Initially, our case had symptoms of bulbar myasthenia and was diagnosed with MG based on the serum anti-AChR antibody level and the results of the edrophonium test, but no diurnal variation was observed. Patient 1 was also positive for anti-AChR antibodies but didn't have MG-like symptoms. Carvajal-González et al. reported 2 patients with MG-like weakness among 33 GlyR-positive PERM patients, including 1 with a history of Hodgkin's lymphoma and 1 with a thymoma. Neither had AChR or Muscle-Specific Kinase (MuSK) antibodies (5), suggesting that anti-GlyR antibodies themselves may cause symptoms similar to MG. The development of myasthenic symptoms among some cases of SPS associated with a thymoma has also been reported (9-11). For these reasons, it is crucial to rule out MG in thymoma-associated PERM patients presenting with eye movement abnormalities or bulbar symptoms.

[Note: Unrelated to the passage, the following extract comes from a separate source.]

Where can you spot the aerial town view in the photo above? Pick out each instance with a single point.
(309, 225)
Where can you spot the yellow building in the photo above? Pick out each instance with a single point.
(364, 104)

Although we were unable to evaluate the anti-GlyR antibody titers repeatedly, the levels of both anti-AChR and anti-GAD antibodies paralleled the patient's clinical progress, with marked reductions in the levels following successful treatment. Therefore, in the present case, these thymoma-associated autoantibodies may have been associated with her symptoms.
In conclusion, we presented a case of successful therapy for PERM with combination treatment consisting of thymoma removal and sufficient immunosuppressive therapy followed by maintenance with PSL, which successfully protected the patient against relapse. MG may develop in PERM patients associated with a thymoma.
The authors state that they have no Conflict of Interest (COI).
We thank Dr. Josep Dalmau (Department of Neurology, University of Barcelona), Dr. Keiko Tanaka (Department of Neurology, Kanazawa Medical University), and Dr. Osamu Watanabe (Department of Neurology and Geriatrics, Kagoshima University Graduate School of Medical and Dental Sciences) for measuring the Anti-GlyR, anti-NMDA receptor, and anti-VGKC antibodies, respectively.